Le 5ème signe est que vous trouvez toutes sortes d’excuses expliquant pourquoi vous ne « pouvez pas » le faire.

Notre neo-cortex est fait pour trouver à tout des justifications « logiques » ; même si on n’a pas d’excuse, il trouvera des raisons « valables » à nos comportements. Il faut savoir ceci, et l’envoyer paître avec ses justifications injustifiables, car ça ne rapportera que du vide & du dégoût de soi…

Demandez-vous quelle est la chose que vous vouliez accomplir ou obtenir jadis ? Vous pensez que vous ne le pouvez pas, mais ce n’est généralement qu’une excuse masquant la peur de l’inconnu.

Oui, l’inconnu fait peur, mais si vous ne sortez pas de votre zone de confort, vous vous condamnez à une vie au rabais, loin de tout accomplissement & satisfaction ! Par conséquent, si vous voulez atteindre un jour vos objectifs, vos rêves, vos désirs, supprimez ce terme de votre vocabulaire ! Ne pensez, parlez & agissez désormais qu’à partir de ce que vous pouvez faire.

Souvent, la peur fait qu’on se torture l’esprit en songeant à nos échecs, ou aux oiseaux de mauvais augure qui nous prédisent l’échec. Des tonnes d’excuses surgissent dans notre esprit ; que l’on est trop jeune, trop vieux, trop expérimenté, …. Toutes musèlent nos désirs intérieurs & résistent aux aspirations de notre âme.

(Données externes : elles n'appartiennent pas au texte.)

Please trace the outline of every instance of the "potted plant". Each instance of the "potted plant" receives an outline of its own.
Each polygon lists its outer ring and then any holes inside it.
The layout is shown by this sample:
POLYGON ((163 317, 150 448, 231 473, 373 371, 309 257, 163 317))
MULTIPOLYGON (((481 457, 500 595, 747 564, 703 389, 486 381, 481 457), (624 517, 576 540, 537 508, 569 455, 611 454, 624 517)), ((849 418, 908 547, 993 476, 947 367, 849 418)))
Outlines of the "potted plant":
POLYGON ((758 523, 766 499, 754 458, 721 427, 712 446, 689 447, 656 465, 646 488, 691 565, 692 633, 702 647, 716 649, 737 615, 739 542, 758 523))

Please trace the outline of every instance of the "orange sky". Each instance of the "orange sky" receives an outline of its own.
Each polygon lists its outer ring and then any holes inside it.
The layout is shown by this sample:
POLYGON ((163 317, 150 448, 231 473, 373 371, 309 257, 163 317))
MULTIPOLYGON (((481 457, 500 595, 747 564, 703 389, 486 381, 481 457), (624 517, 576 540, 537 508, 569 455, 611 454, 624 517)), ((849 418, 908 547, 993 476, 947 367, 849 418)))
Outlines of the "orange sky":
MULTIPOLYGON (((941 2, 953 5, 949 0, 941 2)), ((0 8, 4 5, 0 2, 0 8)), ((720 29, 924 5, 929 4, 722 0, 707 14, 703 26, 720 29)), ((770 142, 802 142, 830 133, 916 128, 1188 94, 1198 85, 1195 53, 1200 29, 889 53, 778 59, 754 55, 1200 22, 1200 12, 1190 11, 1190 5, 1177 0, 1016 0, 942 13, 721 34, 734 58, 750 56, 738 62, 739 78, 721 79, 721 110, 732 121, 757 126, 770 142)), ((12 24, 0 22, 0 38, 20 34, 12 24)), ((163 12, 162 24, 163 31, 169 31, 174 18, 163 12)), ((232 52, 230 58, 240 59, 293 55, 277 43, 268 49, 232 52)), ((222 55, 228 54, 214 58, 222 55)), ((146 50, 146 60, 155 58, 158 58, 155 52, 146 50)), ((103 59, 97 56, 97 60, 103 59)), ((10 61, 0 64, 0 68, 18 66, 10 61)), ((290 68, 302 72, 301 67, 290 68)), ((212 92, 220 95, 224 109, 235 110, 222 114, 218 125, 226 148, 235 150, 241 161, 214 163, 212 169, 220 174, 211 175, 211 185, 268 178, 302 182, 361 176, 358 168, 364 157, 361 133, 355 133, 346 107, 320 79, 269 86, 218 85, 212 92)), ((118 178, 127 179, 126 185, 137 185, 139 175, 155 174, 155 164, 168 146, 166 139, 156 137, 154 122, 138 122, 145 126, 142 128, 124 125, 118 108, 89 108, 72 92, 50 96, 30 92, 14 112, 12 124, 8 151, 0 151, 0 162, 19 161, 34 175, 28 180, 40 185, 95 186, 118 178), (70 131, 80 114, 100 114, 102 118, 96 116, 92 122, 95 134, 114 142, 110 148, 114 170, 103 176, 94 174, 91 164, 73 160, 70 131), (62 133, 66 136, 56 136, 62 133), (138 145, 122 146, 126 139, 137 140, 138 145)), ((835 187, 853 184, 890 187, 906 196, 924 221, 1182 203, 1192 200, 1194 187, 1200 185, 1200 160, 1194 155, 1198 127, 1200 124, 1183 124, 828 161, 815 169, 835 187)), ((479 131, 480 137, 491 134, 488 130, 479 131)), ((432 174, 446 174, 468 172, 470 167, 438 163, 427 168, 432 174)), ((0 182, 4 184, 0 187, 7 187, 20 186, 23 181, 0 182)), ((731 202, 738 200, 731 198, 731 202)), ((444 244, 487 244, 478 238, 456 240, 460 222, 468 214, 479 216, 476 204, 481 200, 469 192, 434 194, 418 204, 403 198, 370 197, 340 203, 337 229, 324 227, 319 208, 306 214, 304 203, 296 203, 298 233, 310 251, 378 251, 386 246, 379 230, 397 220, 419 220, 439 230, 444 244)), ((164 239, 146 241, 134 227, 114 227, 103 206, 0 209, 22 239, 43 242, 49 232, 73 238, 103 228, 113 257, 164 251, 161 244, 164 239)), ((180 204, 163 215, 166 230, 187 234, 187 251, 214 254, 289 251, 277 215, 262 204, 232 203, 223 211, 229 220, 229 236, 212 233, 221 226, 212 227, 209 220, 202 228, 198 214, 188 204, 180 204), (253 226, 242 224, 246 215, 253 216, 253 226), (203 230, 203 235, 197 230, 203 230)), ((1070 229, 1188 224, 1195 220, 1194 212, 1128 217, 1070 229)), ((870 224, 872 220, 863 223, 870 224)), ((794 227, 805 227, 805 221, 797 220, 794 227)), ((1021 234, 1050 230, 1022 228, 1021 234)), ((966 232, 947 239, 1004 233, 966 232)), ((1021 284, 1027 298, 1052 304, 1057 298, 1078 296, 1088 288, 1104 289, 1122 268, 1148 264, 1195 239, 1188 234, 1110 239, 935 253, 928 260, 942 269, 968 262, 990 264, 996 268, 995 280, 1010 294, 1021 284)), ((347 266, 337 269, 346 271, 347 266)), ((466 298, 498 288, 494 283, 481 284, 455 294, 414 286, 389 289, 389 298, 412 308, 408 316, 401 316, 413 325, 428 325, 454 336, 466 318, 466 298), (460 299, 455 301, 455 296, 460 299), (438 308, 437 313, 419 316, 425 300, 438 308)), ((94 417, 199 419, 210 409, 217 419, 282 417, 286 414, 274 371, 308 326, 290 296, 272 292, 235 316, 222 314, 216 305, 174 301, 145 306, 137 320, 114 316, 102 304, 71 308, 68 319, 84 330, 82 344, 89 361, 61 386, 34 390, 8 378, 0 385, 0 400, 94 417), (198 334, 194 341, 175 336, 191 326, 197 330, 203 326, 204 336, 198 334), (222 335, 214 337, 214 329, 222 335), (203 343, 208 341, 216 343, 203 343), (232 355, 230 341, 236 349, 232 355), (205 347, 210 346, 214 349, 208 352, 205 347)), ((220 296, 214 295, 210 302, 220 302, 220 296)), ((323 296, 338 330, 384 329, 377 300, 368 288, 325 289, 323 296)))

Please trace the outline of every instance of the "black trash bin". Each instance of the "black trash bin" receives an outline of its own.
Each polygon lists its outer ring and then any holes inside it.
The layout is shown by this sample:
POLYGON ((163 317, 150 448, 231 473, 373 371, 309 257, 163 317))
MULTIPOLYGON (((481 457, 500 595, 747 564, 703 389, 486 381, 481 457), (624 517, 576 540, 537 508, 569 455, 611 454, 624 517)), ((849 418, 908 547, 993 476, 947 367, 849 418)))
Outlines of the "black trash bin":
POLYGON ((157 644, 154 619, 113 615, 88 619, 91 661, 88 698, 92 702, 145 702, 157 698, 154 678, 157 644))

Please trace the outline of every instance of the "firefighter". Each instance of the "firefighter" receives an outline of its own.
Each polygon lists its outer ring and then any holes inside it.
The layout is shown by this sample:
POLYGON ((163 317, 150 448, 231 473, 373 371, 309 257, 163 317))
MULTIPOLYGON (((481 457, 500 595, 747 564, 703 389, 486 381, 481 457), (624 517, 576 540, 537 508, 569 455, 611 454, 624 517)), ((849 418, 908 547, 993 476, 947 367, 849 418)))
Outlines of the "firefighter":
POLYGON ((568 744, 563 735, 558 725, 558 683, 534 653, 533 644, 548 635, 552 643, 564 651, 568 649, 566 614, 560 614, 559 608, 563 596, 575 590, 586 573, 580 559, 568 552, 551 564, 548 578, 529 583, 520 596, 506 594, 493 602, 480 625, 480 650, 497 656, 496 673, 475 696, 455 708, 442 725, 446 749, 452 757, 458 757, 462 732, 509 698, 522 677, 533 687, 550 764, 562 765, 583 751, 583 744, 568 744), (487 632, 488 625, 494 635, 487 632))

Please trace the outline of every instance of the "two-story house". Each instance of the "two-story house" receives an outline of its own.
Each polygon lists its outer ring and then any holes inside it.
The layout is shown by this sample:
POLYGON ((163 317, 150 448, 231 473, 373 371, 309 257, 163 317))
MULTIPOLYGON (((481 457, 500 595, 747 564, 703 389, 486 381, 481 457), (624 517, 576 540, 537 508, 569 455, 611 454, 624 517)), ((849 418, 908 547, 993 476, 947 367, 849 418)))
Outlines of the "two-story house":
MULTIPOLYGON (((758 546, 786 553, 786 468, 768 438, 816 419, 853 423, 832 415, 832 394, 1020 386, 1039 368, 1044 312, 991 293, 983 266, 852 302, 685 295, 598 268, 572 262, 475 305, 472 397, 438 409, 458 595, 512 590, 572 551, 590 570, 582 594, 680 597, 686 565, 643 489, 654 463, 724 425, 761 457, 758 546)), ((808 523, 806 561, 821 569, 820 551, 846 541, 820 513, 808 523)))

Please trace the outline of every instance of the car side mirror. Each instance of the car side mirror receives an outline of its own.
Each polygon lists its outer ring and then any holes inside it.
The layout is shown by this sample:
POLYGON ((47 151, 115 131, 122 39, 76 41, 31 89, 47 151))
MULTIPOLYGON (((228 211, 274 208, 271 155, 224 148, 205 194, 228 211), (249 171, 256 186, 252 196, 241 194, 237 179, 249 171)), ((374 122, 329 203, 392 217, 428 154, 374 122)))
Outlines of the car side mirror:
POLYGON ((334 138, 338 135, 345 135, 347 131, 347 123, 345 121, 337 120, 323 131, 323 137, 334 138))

Il faut chasser ces pensées dès qu’elles surgissent. Tout le monde en a, même les battants, mais eux ne les nourrissent pas.

Dites-vous ceci ; « Je ne peux pas empêcher un corbeau de se poser sur ma tête, mais je peux l’empêcher de faire son nid dans mes cheveux ! »

La différence entre ceux qui vivent leur rêve & ont une vie épanouissante, et ceux qui ne le font pas, est que les 1ers écoutent leur coeur, et les seconds, pas !

Attention : ce n’est pas parce que vous ne suivez pas la bonne voie, que vous êtes stupide ou mauvais ; c’est juste le résultat de vivre dans une société éloignée de notre vraie nature, qui est d’être libres & créateurs.

Au lieu de ça, on est mis dans l’ornière de l’éducation depuis tout petits et on devient esclave d’institutions inhumaines, d’un système politique & monétaire froid & sans âme.

Les medias convoyent ces mensonges pour nous faire rester à notre place de bons petits moutons à tondre…

Je le dis dans ma page d’accueil ; « tant la nature que la société se fiche du bonheur des gens : ce que veut la nature, c’est que l’espèce se reproduise et ce que veut la société, c’est qu’on PRODUISE, consomme et “rapporte” : notre bonheur individuel n’entre pas en ligne de compte ! »

Donc, si l’on veut être heureux, il faut se distancier du système & de ses mensonges, et écouter plus notre « petite voix » !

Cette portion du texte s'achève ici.